More incredible quotes from a strong, visionary, and passionate leader, Martin Luther King Jr.
- “On some positions, Cowardice asks the question, ‘Is it safe?’ Expediency asks the question, ‘Is it politic?’ And Vanity comes along and asks the question, ‘Is it popular?’ But Conscience asks the question, ‘Is it right?’ And there comes a time when one must take a position that is neither safe, nor politic, nor popular, but he must do it because Conscience tells him it is right.“
- “If you have never found something so dear and precious to you that you will die for it, then you aren’t fit to live. You may be thirty eight years old, as I happen to be, and one day, some great opportunity stands before you and calls upon you to stand up for some great principle, some great issue, some great cause. And you refuse to do it because you are afraid. You refuse to do it because you want to live longer. You’re afraid that you will lose your job, or you are afraid that you will be criticized or that you will lose your popularity, or you’re afraid that somebody will stab you or shoot at you or bomb your house.
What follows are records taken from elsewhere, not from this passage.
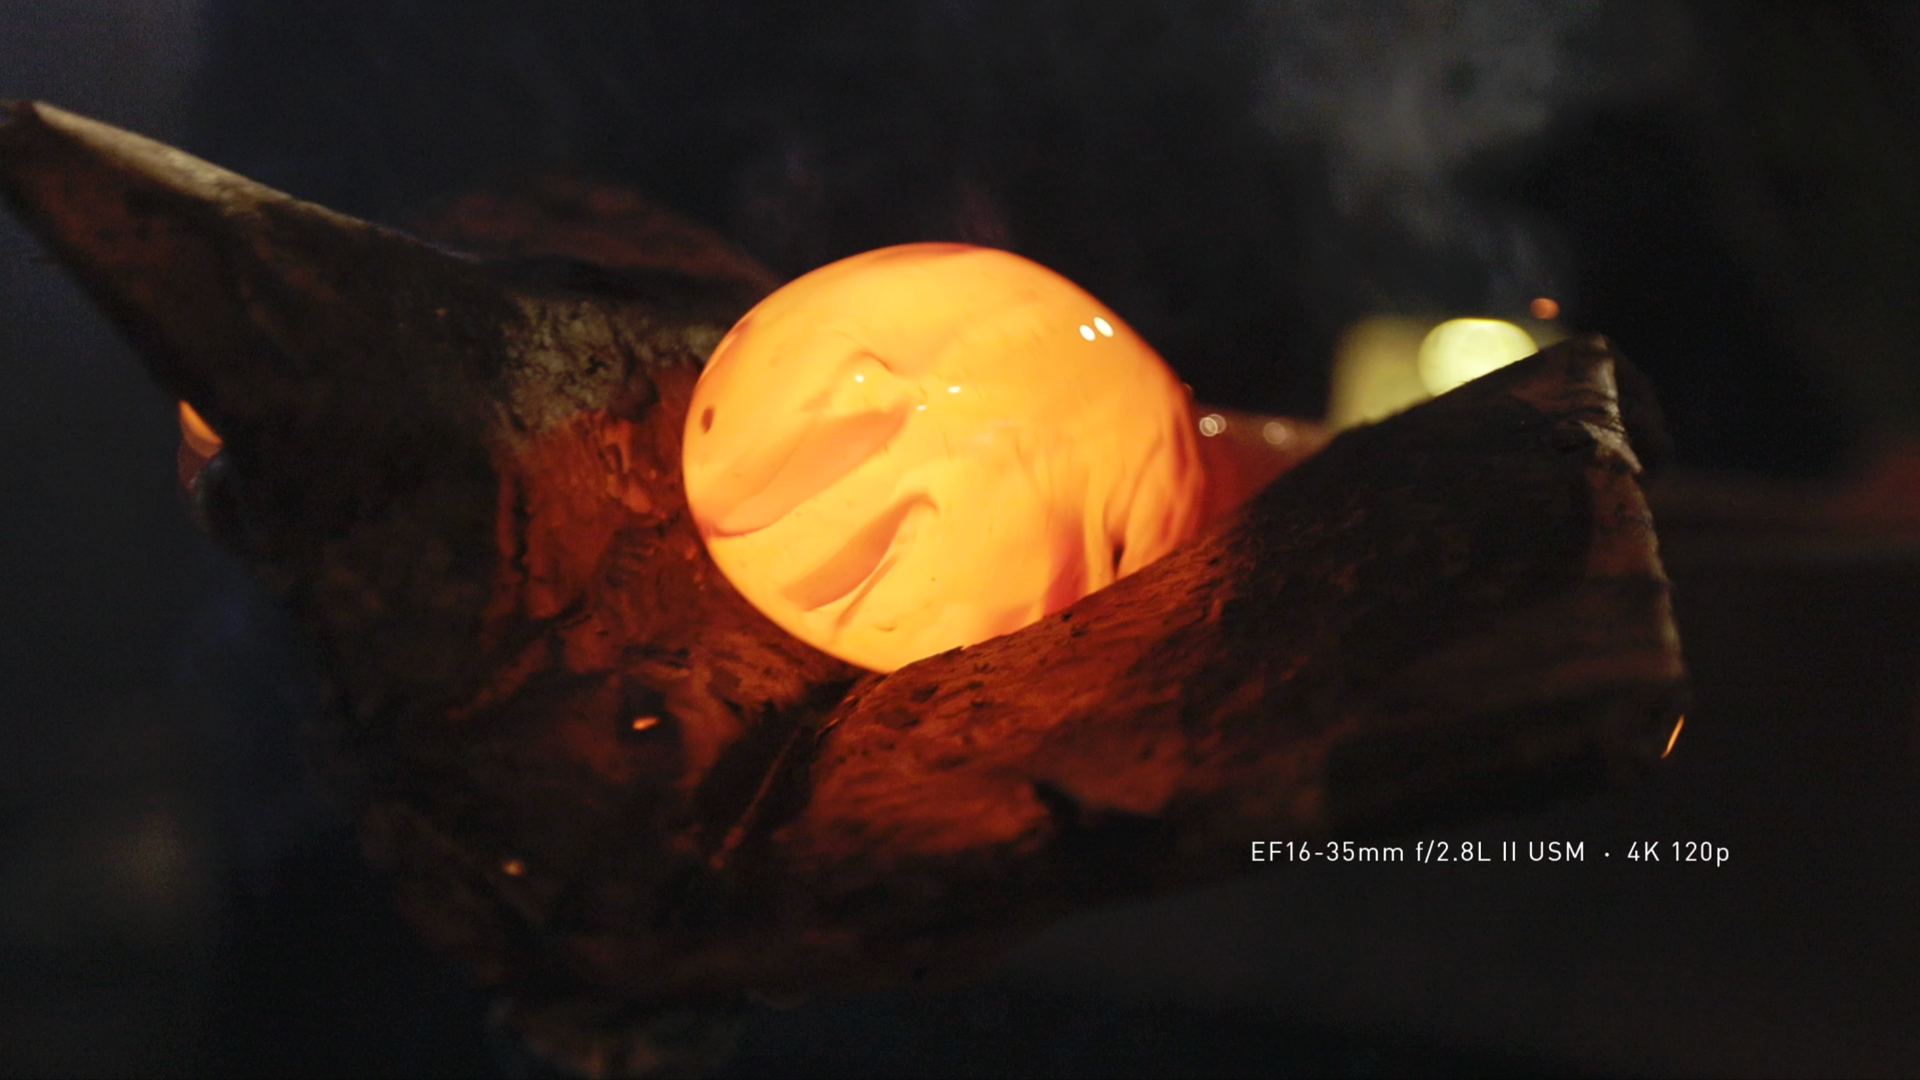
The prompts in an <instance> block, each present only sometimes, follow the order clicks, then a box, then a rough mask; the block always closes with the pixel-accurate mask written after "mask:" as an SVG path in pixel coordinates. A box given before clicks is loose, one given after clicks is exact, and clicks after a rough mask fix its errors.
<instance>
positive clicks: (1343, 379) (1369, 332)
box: [1327, 315, 1432, 430]
mask: <svg viewBox="0 0 1920 1080" xmlns="http://www.w3.org/2000/svg"><path fill="white" fill-rule="evenodd" d="M1430 327H1432V321H1430V319H1407V317H1402V315H1377V317H1373V319H1363V321H1359V323H1356V325H1354V327H1350V329H1348V331H1346V334H1342V336H1340V344H1338V346H1336V350H1334V361H1332V394H1331V398H1329V402H1327V427H1331V429H1334V430H1340V429H1350V427H1354V425H1363V423H1373V421H1382V419H1386V417H1390V415H1394V413H1398V411H1402V409H1405V407H1411V405H1417V404H1421V402H1425V400H1427V398H1428V396H1430V392H1428V390H1427V384H1425V382H1421V373H1419V367H1417V363H1415V361H1417V357H1419V350H1421V338H1425V336H1427V331H1428V329H1430Z"/></svg>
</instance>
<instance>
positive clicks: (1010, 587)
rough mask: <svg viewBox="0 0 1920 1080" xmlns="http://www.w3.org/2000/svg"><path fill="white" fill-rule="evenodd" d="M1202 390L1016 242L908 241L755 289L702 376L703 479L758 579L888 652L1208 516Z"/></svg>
mask: <svg viewBox="0 0 1920 1080" xmlns="http://www.w3.org/2000/svg"><path fill="white" fill-rule="evenodd" d="M1194 430H1196V421H1194V417H1192V413H1190V409H1188V404H1187V394H1185V390H1183V388H1181V382H1179V380H1177V379H1175V377H1173V373H1171V371H1169V369H1167V367H1165V363H1162V359H1160V357H1158V356H1156V354H1154V350H1152V348H1148V346H1146V342H1142V340H1140V338H1139V336H1137V334H1135V332H1133V331H1131V329H1127V325H1125V323H1121V321H1119V317H1117V315H1114V311H1110V309H1108V307H1106V306H1102V304H1100V302H1098V300H1094V298H1092V296H1089V294H1087V292H1085V290H1081V288H1079V286H1075V284H1073V282H1069V281H1066V279H1064V277H1060V275H1056V273H1052V271H1048V269H1044V267H1041V265H1035V263H1031V261H1027V259H1021V258H1020V256H1012V254H1006V252H995V250H987V248H968V246H962V244H906V246H899V248H883V250H877V252H868V254H862V256H854V258H851V259H841V261H837V263H831V265H828V267H822V269H818V271H812V273H808V275H804V277H801V279H797V281H793V282H791V284H787V286H785V288H781V290H780V292H774V294H772V296H768V298H766V300H762V302H760V304H758V306H756V307H755V309H753V311H749V313H747V315H745V317H743V319H741V321H739V325H735V327H733V331H732V332H730V334H728V336H726V338H722V342H720V346H718V348H716V350H714V354H712V359H708V365H707V371H705V373H703V375H701V382H699V386H697V388H695V392H693V404H691V407H689V413H687V430H685V442H684V448H685V450H684V469H685V482H687V503H689V505H691V509H693V517H695V521H697V523H699V528H701V536H703V538H705V540H707V548H708V552H710V553H712V557H714V563H718V565H720V569H722V573H726V575H728V580H732V582H733V584H735V586H737V588H739V590H741V594H743V596H745V598H747V600H749V601H753V603H755V607H758V609H760V611H764V613H766V615H768V617H770V619H772V621H774V623H778V625H780V626H783V628H785V630H787V632H791V634H795V636H799V638H801V640H806V642H810V644H814V646H816V648H820V650H826V651H829V653H833V655H839V657H843V659H847V661H851V663H858V665H864V667H872V669H877V671H893V669H897V667H900V665H904V663H912V661H916V659H922V657H927V655H933V653H939V651H947V650H950V648H956V646H968V644H973V642H983V640H987V638H993V636H998V634H1006V632H1012V630H1018V628H1021V626H1025V625H1029V623H1033V621H1037V619H1041V617H1043V615H1048V613H1052V611H1058V609H1062V607H1066V605H1069V603H1073V601H1075V600H1079V598H1081V596H1087V594H1089V592H1092V590H1096V588H1104V586H1106V584H1110V582H1112V580H1114V578H1116V577H1123V575H1129V573H1133V571H1137V569H1140V567H1144V565H1146V563H1150V561H1154V559H1158V557H1160V555H1164V553H1165V552H1169V550H1171V548H1175V546H1177V544H1179V542H1181V540H1185V538H1187V536H1190V534H1192V530H1194V527H1196V525H1198V519H1200V507H1202V479H1200V467H1198V457H1196V438H1194Z"/></svg>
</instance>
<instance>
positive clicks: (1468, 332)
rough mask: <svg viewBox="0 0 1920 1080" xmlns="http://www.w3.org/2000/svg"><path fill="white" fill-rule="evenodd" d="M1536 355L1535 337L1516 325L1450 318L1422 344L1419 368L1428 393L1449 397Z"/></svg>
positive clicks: (1420, 352) (1499, 320)
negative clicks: (1454, 388) (1490, 374)
mask: <svg viewBox="0 0 1920 1080" xmlns="http://www.w3.org/2000/svg"><path fill="white" fill-rule="evenodd" d="M1536 352H1540V346H1536V344H1534V338H1530V336H1528V334H1526V331H1523V329H1519V327H1515V325H1513V323H1503V321H1500V319H1448V321H1446V323H1440V325H1438V327H1434V329H1432V331H1430V332H1428V334H1427V338H1425V340H1423V342H1421V350H1419V359H1417V367H1419V377H1421V382H1423V384H1425V386H1427V392H1428V394H1446V392H1448V390H1452V388H1455V386H1461V384H1465V382H1473V380H1475V379H1478V377H1482V375H1486V373H1490V371H1498V369H1501V367H1505V365H1509V363H1513V361H1515V359H1524V357H1528V356H1532V354H1536Z"/></svg>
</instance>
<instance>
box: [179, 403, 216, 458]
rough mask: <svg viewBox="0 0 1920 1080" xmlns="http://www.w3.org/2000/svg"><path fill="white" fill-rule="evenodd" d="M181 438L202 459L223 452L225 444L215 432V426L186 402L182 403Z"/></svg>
mask: <svg viewBox="0 0 1920 1080" xmlns="http://www.w3.org/2000/svg"><path fill="white" fill-rule="evenodd" d="M180 438H184V440H186V446H192V448H194V454H198V455H202V457H213V455H215V454H219V452H221V446H223V442H225V440H221V434H219V432H217V430H213V425H209V423H207V421H204V419H202V417H200V413H196V411H194V407H192V405H188V404H186V402H180Z"/></svg>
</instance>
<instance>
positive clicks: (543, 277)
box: [0, 104, 1684, 1074]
So you refuse to take the stand. Well, you may go on and live until you are ninety, but you are just as dead at thirty-eight as you would be at ninety. And the cessation of breathing in your life is but the belated announcement of an earlier death of the spirit. You died when you refused to stand up for truth. You died when you refused to stand up for justice. Don’t ever think that you’re by yourself. Go on to jail if necessary, but you never go alone. Take a stand for that which is right, and the world may misunderstand you, and criticize you. But you never go alone, for somewhere I read that one with God is a majority. And God has a way of transforming a minority into a majority. Walk with him this morning and believe in him and do what is right, and He’ll be with you even until the consummation of the ages.”
- After the meeting in which the black community of Montgomery, Alabama overwhelmingly decided to boycott the busing companies, King wrote, “The unity of purpose and esprit de corps of these people had been indescribably moving. No historian would ever be able to fully describe this meeting and no sociologist would ever be able to interpret it adequately. One had to be a part of the experience really to understand it.”
- These words resonate deeply within me and cause a longing in my heart for a similar experience. I long to be a part of something that transcends explanation. I believe that God has planned encounters and movements like this for those who will faithfully follow and obey Him!